Wakil Menteri Keuangan (Wamenkeu) Suahasil Nazara dalam Global Tax Policy Webinar yang diselenggarakan oleh Harvard Kennedy School - Irish Tax Institute mengatakan bahwa Indonesia siap menantikan implementasi kedua pilar tersebut.


“Kami sangat ingin melihat dampak dari pilar satu terhadap implementasi di Indonesia," kata Wamenkeu, Rabu (18/05).

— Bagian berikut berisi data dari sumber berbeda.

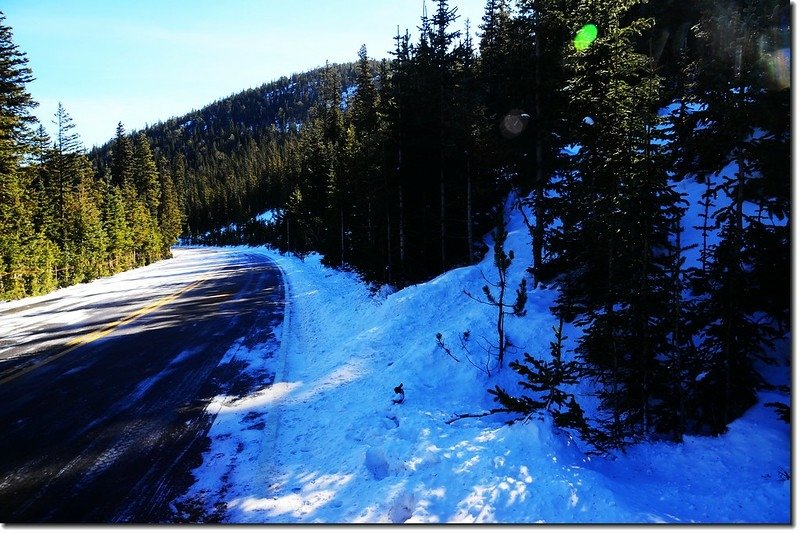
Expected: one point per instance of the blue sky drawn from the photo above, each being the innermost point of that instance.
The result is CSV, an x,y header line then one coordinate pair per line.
x,y
145,61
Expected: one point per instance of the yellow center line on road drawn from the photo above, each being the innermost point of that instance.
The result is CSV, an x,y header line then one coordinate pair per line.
x,y
105,330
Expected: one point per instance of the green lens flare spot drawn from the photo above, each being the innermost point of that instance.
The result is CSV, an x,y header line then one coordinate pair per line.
x,y
585,37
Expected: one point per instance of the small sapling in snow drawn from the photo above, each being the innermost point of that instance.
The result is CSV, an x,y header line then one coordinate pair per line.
x,y
399,394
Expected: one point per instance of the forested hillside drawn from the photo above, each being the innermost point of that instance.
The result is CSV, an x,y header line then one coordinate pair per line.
x,y
230,159
600,115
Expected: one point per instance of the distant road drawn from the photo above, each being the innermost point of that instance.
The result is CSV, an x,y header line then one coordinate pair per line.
x,y
103,386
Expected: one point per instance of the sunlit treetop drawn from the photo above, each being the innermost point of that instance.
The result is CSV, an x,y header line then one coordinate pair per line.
x,y
585,37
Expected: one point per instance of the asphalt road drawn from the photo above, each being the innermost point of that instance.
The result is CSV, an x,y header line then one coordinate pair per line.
x,y
102,412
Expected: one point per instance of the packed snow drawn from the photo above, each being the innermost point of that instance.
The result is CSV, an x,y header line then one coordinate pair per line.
x,y
325,442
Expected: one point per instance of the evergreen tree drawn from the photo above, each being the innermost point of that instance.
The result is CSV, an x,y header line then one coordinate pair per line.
x,y
122,158
741,140
15,116
169,213
145,174
614,209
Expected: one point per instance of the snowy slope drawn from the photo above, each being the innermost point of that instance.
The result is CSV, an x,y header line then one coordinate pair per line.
x,y
325,443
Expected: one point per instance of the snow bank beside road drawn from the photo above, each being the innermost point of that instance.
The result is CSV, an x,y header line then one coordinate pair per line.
x,y
325,443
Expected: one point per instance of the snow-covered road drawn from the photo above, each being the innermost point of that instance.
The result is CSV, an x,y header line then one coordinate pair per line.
x,y
104,386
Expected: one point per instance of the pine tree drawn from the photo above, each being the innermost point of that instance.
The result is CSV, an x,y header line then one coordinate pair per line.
x,y
169,213
16,104
145,174
610,249
741,153
122,158
64,163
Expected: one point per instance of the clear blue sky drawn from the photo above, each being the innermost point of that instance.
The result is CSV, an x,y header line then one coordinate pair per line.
x,y
144,61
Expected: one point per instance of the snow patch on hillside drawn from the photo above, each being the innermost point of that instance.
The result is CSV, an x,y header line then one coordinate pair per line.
x,y
325,443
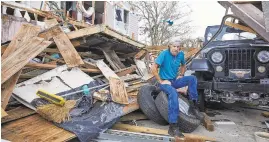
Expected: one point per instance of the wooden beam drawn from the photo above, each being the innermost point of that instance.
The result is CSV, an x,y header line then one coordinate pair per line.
x,y
132,128
3,113
18,59
208,123
68,51
50,23
265,114
17,113
241,27
141,54
29,9
51,66
26,32
117,87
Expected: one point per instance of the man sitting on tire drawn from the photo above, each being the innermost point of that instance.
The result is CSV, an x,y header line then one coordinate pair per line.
x,y
171,63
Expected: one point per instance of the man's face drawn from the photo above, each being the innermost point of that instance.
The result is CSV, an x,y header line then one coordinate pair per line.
x,y
174,49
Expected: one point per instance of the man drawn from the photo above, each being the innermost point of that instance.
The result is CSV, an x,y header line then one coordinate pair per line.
x,y
171,64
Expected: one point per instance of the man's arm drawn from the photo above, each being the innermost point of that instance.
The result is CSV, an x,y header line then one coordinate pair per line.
x,y
154,70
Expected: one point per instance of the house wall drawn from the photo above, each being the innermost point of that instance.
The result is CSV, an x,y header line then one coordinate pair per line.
x,y
110,20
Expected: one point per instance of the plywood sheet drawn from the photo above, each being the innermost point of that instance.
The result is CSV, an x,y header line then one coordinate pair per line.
x,y
34,128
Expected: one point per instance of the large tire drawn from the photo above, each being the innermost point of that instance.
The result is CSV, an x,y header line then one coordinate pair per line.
x,y
186,122
146,96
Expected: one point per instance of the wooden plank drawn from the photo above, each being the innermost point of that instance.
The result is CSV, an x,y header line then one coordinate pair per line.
x,y
34,128
241,27
3,113
132,128
113,59
265,114
52,66
208,123
141,54
7,89
68,51
17,113
134,116
29,9
118,91
50,23
18,59
117,87
26,32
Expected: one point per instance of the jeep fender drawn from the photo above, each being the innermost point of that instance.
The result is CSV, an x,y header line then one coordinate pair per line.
x,y
201,65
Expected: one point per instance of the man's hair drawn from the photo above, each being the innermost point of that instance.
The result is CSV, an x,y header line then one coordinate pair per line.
x,y
173,43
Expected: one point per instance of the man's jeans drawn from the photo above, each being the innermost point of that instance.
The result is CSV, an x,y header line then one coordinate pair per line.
x,y
170,90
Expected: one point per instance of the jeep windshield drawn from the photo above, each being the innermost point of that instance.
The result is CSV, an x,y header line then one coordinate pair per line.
x,y
227,34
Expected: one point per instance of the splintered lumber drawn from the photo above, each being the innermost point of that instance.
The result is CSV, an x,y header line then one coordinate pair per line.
x,y
50,23
132,128
26,32
117,88
208,123
134,116
68,51
18,59
113,59
17,113
140,54
265,114
34,128
3,113
52,66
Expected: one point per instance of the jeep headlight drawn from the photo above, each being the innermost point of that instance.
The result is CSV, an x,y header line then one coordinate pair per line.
x,y
263,56
216,57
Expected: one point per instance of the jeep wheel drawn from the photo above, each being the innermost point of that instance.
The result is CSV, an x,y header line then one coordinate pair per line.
x,y
146,96
187,122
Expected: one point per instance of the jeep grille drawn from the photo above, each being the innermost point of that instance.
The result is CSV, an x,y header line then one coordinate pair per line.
x,y
239,59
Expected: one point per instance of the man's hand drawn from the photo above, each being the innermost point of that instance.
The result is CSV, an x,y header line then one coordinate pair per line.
x,y
166,82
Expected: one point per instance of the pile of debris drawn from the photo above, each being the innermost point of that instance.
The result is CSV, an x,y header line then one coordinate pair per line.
x,y
82,80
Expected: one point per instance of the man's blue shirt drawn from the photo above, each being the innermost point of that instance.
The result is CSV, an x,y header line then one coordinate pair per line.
x,y
169,64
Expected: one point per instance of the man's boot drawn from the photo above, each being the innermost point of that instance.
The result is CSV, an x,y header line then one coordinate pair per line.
x,y
174,131
194,109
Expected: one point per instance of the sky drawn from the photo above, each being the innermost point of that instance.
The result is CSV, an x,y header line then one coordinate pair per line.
x,y
204,13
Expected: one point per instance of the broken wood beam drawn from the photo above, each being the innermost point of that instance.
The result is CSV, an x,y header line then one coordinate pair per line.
x,y
117,87
207,122
132,128
26,32
265,114
141,54
17,113
31,10
51,66
3,113
18,59
67,50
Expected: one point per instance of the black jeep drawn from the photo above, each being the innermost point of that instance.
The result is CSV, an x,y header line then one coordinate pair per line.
x,y
233,67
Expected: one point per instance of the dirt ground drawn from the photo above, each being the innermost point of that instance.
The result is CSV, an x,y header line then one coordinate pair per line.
x,y
246,122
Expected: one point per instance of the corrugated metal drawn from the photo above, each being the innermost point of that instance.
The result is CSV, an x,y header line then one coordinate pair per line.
x,y
133,26
109,15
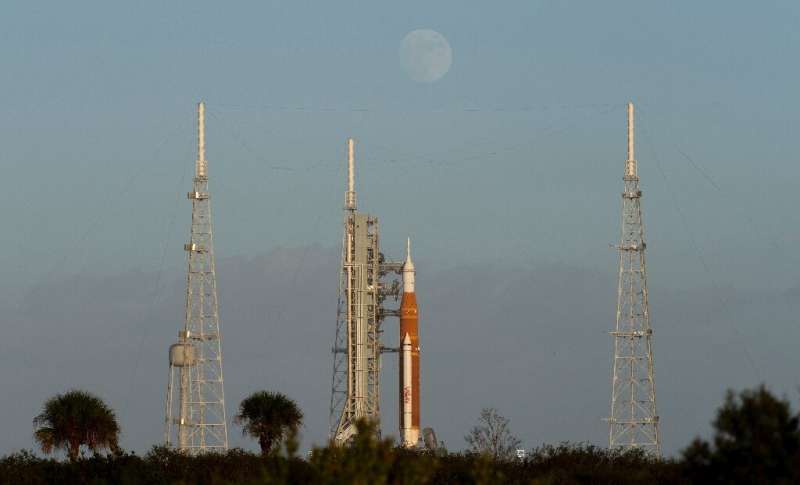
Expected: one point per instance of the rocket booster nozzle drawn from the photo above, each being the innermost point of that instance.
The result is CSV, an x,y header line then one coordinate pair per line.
x,y
630,163
350,195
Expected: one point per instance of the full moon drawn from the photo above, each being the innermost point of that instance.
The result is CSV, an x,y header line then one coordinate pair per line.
x,y
425,55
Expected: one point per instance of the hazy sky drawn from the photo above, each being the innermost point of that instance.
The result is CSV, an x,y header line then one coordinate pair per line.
x,y
511,162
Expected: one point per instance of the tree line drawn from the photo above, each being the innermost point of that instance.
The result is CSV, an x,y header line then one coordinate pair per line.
x,y
756,439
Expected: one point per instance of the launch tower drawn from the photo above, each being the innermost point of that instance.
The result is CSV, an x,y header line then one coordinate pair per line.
x,y
195,421
634,421
355,387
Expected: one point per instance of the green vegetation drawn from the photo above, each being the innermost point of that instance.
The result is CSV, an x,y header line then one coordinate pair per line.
x,y
74,419
756,440
269,417
492,436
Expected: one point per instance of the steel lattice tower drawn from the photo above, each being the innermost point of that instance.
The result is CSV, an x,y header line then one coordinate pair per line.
x,y
355,386
196,421
634,420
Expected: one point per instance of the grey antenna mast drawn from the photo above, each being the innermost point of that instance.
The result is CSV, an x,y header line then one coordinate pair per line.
x,y
196,421
634,421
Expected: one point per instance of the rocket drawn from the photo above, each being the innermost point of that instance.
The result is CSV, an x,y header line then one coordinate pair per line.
x,y
409,357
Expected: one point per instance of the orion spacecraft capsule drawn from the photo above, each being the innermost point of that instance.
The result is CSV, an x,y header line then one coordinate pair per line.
x,y
409,357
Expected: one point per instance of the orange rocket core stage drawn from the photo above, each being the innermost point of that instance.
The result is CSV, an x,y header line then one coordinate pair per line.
x,y
409,356
409,324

Di sisi lain, pilar dua bertujuan untuk mengatasi base erosion and profit shifting (BEPS), 15 persen pajak minimum global untuk meminimalkan risiko BEPS. "Ini untuk memastikan bahwa perusahaan multinasional dengan omset global dalam jumlah tertentu akan membayar pajak minimal 15 persen dimanapun mereka beroperasi,” jelasnya.


Menurut Suahasil pilar kedua ini sangat penting bagi Indonesia, karena sebagai negara berkembang Indonesia merupakan salah satu sasaran investasi global. Banyak negara berkembang biasanya bersaing untuk bisa mendapatkan investasi atau modal global.


Namun, terkadang kompetisi semacam ini berakhir dengan kebijakan di masing-masing negara untuk berlomba-lomba menurunkan tarif pajak ke bawah sehingga bisa lebih rendah bagi investor.


“Indonesia adalah negara kepulauan dengan jumlah penduduk yang sangat besar dan situasi geografis yang sangat besar. Kami membutuhkan pendanaan, kami membutuhkan mobilisasi sumber daya domestik, sehingga berlomba-lomba untuk menurunkan tarif pajak ke bawah bukanlah hal yang baik bagi siapapun," tambah Wamenkeu.


Jadi pilar dua sangat penting bagi Indonesia, dan karenanya Indonesia menyambut pajak minimum global sebesar 15 persen sebagai cara untuk memastikan bahwa hal ini akan cukup untuk memobilisasi sumber daya domestik serta modal dari global.


Salah satu tantangan bagi Indonesia saat ini adalah adanya sejumlah insentif pajak yang telah ditawarkan Indonesia kepada modal global. Maka dari itu, diperlukan suatu transisi agar pelaksanaan pilar dua bisa dipatuhi dan dilaksanakan dengan baik.(fj)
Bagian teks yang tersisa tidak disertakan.